O Ministério Público da Bolívia pediu, neste domingo (14), pena de seis meses de prisão para a ex-presidente Jeanine Áñez e dois de seus ministros. O pedido ainda precisa ser avaliado pela Justiça. Ela foi detida na madrugada de sábado (13), pelas acusações de conspiração, sedição e terrorismo em meio à renúncia de Evo Morales, em novembro de 2019.
Jeanine foi detida em sua casa, na cidade de Trinidad, após ser localizada pelos policiais escondida dentro de uma cama box, segundo a agência estatal de notícias ABI. Em seguida, foi levada para uma cela em um quartel de La Paz. Além de Jeanine, há ordens de prisão contra cinco ministros que integraram seu governo. Dois deles já foram capturados.
A ex-presidente considera sua detenção "um ato de abuso e perseguição política" por parte do governo do presidente Luis Arce, que a acusa "de ter participado de um golpe que nunca ocorreu". Ela disse também que o processo "não tem pé nem cabeça".
Após a prisão, Josep Borrell, alto representante da União Europeia (UE), expressou no Twitter que "as acusações pelo ocorrido em 2019 devem ser resolvidas com uma justiça transparente e sem pressões políticas". Pediu também diálogo e reconciliação. A embaixada dos Estados Unidos em La Paz solicitou, em comunicado, que "sejam respeitados todos os direitos civis e garantias legais".
A Conferência Episcopal da Bolívia exigiu, em um comunicado, a libertação imediata dos detidos. E argumentou que, como instituição, não podem "permanecer passivos, enquanto prendem cidadãos que serviram à Bolívia, com suas limitações, em difíceis momentos de sua história e buscando caminhos e pacificação". A UE e a Igreja Católica cumpriram um papel chave na transição do governo de Evo para Jeanine.
Alguns líderes e grupos da sociedade civil convocaram protestos contra as prisões, descritas como uma "perseguição política" contra aqueles que "defenderam a democracia e a liberdade em 2019", disse o ex-presidente Carlos Mesa (2003-2005) no Twitter.
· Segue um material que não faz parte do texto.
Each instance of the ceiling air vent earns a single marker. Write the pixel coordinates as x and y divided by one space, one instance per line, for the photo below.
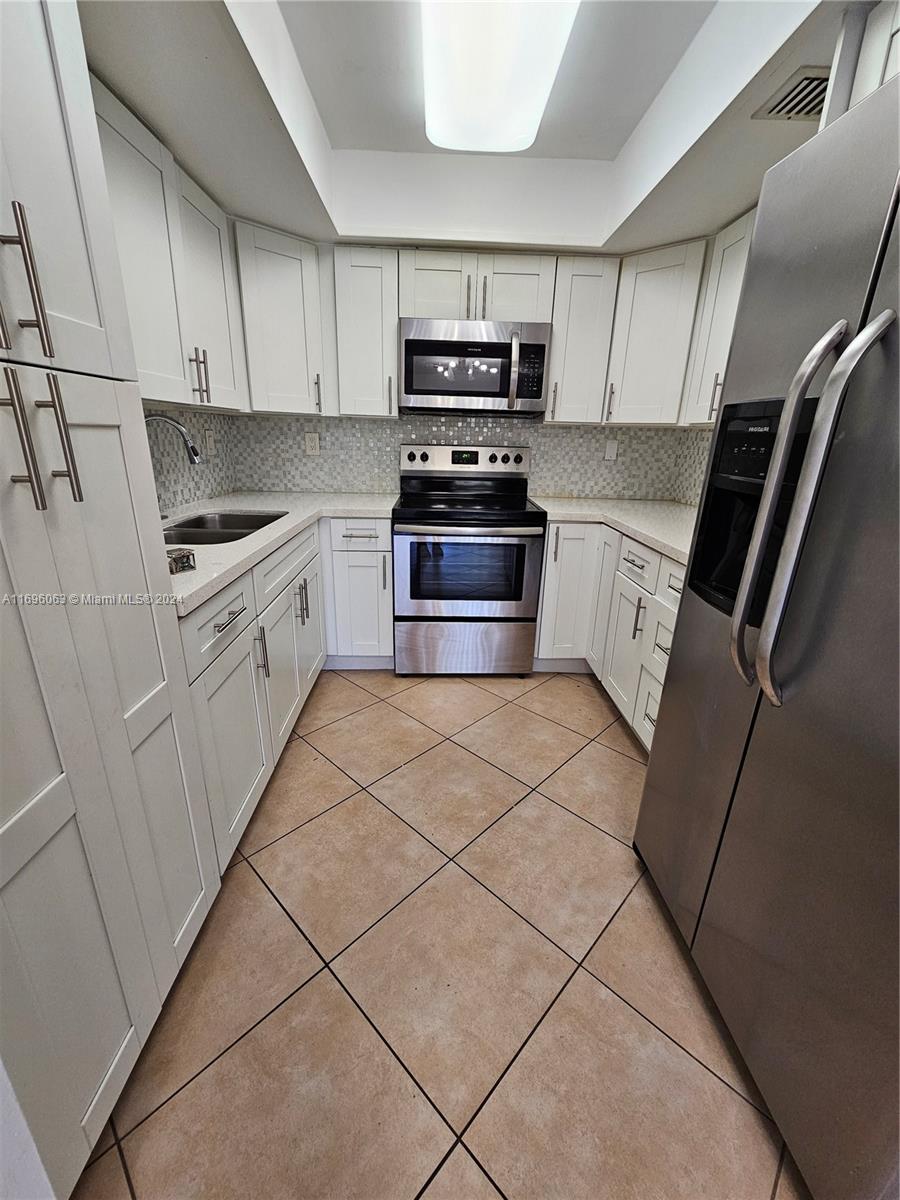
799 99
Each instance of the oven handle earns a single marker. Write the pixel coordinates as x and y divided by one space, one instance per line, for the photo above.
473 531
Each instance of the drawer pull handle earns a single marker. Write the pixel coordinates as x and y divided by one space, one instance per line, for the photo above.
233 615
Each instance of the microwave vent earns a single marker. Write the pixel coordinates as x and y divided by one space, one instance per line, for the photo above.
799 99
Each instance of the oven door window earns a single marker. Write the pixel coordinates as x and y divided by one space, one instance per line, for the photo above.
474 571
456 369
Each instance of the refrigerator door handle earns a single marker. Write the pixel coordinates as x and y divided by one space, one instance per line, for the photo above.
807 490
771 492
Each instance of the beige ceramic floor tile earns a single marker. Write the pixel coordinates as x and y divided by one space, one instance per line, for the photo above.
601 1107
382 683
346 869
455 982
246 959
580 706
645 960
449 795
619 737
447 703
564 876
304 785
600 785
103 1180
519 742
331 697
375 742
311 1105
510 687
461 1179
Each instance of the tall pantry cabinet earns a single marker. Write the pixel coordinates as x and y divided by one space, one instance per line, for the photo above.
106 846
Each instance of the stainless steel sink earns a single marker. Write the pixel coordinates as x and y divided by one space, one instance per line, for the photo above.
208 528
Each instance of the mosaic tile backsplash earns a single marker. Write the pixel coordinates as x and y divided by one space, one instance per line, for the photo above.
262 453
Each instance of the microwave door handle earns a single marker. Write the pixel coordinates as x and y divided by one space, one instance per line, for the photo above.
771 493
514 369
820 441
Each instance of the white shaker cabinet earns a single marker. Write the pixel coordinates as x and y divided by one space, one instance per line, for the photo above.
366 300
582 330
717 321
569 586
280 288
60 291
652 334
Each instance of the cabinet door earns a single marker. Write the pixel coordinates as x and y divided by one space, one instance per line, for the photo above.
280 288
364 603
312 627
77 987
582 330
609 549
717 321
211 318
624 643
437 283
235 739
652 334
52 166
367 329
143 193
568 591
515 287
108 546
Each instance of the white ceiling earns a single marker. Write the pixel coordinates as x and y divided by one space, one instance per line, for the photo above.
363 64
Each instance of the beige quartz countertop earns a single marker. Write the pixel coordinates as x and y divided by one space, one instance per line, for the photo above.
661 525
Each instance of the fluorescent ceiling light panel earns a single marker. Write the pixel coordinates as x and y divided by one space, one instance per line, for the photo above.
489 70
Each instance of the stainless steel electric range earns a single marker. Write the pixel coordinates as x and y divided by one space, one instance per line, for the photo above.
468 549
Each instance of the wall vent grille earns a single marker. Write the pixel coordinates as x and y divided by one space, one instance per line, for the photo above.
799 99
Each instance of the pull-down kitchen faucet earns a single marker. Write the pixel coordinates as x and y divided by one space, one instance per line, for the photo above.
193 454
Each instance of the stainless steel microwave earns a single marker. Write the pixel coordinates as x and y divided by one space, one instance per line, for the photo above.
477 366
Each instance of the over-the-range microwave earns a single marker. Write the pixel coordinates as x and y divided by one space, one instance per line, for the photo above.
478 366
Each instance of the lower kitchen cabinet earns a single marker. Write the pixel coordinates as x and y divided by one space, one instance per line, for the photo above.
364 601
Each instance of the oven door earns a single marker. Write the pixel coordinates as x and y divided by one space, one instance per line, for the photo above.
467 571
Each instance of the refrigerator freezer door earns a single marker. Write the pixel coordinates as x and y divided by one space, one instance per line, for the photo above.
798 936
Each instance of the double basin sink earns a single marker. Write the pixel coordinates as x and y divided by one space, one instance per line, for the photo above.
209 528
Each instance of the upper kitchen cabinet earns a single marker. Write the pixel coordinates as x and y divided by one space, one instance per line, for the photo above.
280 288
717 321
367 329
652 334
143 193
437 283
60 292
515 287
582 330
211 318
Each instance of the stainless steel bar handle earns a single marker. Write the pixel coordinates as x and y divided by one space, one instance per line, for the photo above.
717 385
823 426
59 412
22 238
771 492
33 475
233 615
515 337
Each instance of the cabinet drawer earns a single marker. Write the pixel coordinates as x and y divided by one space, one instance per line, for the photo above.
360 533
215 624
274 574
671 582
640 563
647 707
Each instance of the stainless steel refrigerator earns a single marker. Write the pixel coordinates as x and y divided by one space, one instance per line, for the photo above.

Jeanine, então vice-presidente do Senado, assumiu como presidente interina, dois dias depois da renúncia, por meio de uma controversa manobra legislativa. A oposição afirmou que, como ex-presidente, ela deveria ser julgada pelo Parlamento e não por tribunais comuns, mas o ministro da Justiça negou a possibilidade de um julgamento privilegiado.
A denúncia contra a ex-presidente foi apresentada por um bloco de deputados e ex-deputados do MAS, legenda de Evo e do atual presidente do país, Luis Arce. A questão seguiu para a Justiça. No processo, a Promotoria acusa a cúpula do governo de Jeanine de ter causado mais de 30 mortes na repressão aos protestos após a saída de Evo.
Civis foram assassinados em Sacaba (Cochabamba) e Senkata (El Alto), em meio à repressão das forças de segurança do governo contra as manifestações pró-Evo Morales.
As penas para os crimes descritos, caso sejam confirmadas, vão de 5 a 20 anos de prisão. A ordem de prisão também atinge os ex-ministros Arturo Murillo (Governo), Luis Fernando López (Defesa), Yerko Núñez (Presidência), Álvaro Coimbra (Justiça) e Rodrígo Guzmán (Energia).
Sem citar a ex-presidente diretamente, Evo pediu punição firme. "Por justiça e verdade para as 36 vítimas fatais, os mais de 800 feridos e mais de 1.500 detidos ilegalmente no golpe de Estado. Que se investigue e sancione os autores e cúmplices da ditadura que abalou a economia e prejudicou a vida e a democracia na Bolívia", escreveu, em uma rede social, no sábado (13).
Em seu mandato de 11 meses, Jeanine enfrentou uma dura oposição do partido de Evo, que incluiu atos violentos e bloqueios de estradas reprimidos pelo Estado. Durante o governo dela, a Justiça boliviana abriu processos judiciais contra Evo, que o acusavam de terrorismo por estimular protestos violentos. Uma ordem de prisão foi expedida contra ele, mas o ex-presidente se refugiou no exterior.
A ordem de prisão foi cancelada em outubro, após a vitória de Arce, e ele acabou voltando.
A prisão de Jeanine foi feita uma semana depois de ela ser derrotada nas eleições regionais, quando disputou o cargo de governadora do departamento de Beni. Seu desempenho nas urnas foi medíocre, e ela ficou em terceiro lugar.
Já o direitista Luis Fernando Camacho, aliado na manobra que levou à renúncia de Evo, saiu vitorioso e foi eleito governador de Santa Cruz de la Sierra. Ele também é alvo da ação contra Jeanine, mas a promotoria não ordenou sua prisão.